Aus tausend Texten ausgesucht

17.12.2008, 00:00 Uhr

Was ist eigentlich eine Anthologie? Der Begriff stammt aus dem Altgriechischen und bedeutet Blütensammlung. Das Sammeln war für Marco Frohberger eine relativ einfache Angelegenheit: Er musste nur die Einladung, einen Text zu einem gewissen Thema zu verfassen, ins Netz stellen. Die Blütenlese war die eigentliche Arbeit. Die Spreu vom Weizen zu trennen und aus rund 1000 Einsendungen die 36 besten oder originellsten herauszufiltern und zwischen zwei Buchdeckel zu passen, das erforderte Zeit, kritische Sicht und Diskussion mit Gleichgesinnten. Und aus den 36 die drei besten zu küren, war sicher auch nicht einfach.

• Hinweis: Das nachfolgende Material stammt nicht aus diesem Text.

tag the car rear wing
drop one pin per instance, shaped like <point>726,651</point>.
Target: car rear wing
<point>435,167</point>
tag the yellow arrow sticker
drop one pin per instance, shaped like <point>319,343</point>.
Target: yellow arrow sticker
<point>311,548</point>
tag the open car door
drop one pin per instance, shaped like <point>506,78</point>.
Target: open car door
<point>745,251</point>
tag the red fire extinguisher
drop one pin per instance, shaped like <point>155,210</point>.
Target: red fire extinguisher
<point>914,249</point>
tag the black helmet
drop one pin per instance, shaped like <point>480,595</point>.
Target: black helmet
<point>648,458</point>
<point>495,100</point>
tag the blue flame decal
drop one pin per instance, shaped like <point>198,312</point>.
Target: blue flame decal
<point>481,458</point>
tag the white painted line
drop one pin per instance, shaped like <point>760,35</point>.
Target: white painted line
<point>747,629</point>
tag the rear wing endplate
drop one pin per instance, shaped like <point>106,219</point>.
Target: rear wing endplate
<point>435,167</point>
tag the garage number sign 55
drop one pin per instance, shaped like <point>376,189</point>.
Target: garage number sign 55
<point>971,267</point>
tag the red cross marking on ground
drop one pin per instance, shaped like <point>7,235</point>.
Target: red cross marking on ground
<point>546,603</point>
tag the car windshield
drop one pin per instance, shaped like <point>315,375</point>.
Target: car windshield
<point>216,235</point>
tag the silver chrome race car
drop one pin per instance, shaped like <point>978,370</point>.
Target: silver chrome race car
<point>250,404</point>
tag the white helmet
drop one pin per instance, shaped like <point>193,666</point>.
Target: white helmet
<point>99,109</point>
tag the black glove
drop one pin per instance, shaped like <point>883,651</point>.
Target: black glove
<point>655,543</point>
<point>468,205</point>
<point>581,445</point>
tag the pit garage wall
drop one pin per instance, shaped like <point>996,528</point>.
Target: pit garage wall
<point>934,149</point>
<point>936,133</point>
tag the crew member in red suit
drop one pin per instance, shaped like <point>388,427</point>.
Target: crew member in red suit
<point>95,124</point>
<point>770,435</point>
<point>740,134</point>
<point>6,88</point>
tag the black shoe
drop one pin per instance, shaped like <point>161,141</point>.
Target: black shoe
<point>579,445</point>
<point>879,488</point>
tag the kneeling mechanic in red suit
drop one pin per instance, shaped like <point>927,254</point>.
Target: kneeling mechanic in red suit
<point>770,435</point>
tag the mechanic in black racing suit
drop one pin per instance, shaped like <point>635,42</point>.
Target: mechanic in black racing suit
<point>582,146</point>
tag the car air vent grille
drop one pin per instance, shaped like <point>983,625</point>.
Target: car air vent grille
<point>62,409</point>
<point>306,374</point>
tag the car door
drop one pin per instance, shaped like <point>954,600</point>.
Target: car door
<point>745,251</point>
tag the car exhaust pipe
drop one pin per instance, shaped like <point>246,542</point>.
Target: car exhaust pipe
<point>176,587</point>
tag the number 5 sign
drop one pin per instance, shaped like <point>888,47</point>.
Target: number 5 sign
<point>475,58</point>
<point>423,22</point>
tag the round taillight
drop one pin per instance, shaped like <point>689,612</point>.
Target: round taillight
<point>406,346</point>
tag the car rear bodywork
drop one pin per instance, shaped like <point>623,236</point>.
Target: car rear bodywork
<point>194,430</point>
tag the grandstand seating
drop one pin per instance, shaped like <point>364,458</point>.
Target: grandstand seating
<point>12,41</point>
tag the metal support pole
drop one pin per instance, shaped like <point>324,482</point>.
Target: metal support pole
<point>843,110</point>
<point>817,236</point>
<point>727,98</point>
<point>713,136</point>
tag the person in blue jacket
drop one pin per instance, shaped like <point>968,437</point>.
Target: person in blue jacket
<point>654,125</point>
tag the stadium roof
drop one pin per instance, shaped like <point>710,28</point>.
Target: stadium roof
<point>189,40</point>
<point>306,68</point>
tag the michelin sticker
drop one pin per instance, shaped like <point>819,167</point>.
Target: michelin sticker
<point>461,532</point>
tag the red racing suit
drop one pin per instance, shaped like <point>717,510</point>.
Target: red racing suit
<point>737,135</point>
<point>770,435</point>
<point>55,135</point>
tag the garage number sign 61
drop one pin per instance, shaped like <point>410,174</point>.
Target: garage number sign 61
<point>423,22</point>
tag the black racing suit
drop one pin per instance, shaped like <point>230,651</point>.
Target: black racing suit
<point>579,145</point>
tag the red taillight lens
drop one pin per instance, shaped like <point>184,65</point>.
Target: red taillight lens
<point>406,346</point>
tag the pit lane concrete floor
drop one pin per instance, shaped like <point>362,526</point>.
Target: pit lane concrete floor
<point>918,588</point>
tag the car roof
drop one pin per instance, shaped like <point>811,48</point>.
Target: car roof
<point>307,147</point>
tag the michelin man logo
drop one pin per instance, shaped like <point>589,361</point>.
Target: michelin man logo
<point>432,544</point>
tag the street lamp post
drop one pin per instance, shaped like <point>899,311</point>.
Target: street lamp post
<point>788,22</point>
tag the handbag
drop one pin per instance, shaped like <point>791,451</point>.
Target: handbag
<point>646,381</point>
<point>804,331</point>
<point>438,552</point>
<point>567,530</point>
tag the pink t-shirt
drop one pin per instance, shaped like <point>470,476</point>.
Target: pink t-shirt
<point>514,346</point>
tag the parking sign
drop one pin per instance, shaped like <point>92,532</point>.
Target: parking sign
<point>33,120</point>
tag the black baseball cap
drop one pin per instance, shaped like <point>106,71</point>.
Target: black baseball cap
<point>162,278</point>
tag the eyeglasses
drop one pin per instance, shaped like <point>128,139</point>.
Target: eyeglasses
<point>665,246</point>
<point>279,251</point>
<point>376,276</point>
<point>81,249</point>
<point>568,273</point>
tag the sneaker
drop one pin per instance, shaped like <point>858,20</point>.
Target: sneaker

Zur Buchpräsentation in der Kulturwirtschaft des Komm lasen die Preisträger der erst- und zweitplatzierten Kurzgeschichten. Stellvertretend für den dritten Preisträger las die Schirmherrin des Unternehmens, die Bundesministerin a. D. Renate Schmidt. Und das muss man der SPD-Abgeordneten lassen: Sie kann sehr warmherzig vortragen. So sehr, dass der geneigte Zuhörer bei der Geschichte um eine Selbstmörderin, die auf ihrem letzten Weg ihr Leben Revue passieren lässt, um die Vorleserin fürchtet.

Verträgt sich das eigentlich, Politik und Dichtung? Abgesehen davon, dass Dichter wie Politiker das Blaue vom Himmel versprechen? Renate Schmidt wirft einen sehnsüchtigen Blick nach Frankreich: «Dort stellt sich diese Frage gar nicht.» Hierzulande tut man sich mit dieser Allianz schwerer. Renate Schmidt zitiert Dieter Lattmann: «Zwischen Politik und Literatur gibt es keine Gemeinsamkeit. Erstere ist extrovertiert, die zweite introvertiert.» Jedoch: Ein Literat schreibt nicht fürs stille Kämmerlein. Und «jede Politikerin ist eine taube Nuss, wenn sie nicht öffentlich wahrgenommen wird», so Schmidt.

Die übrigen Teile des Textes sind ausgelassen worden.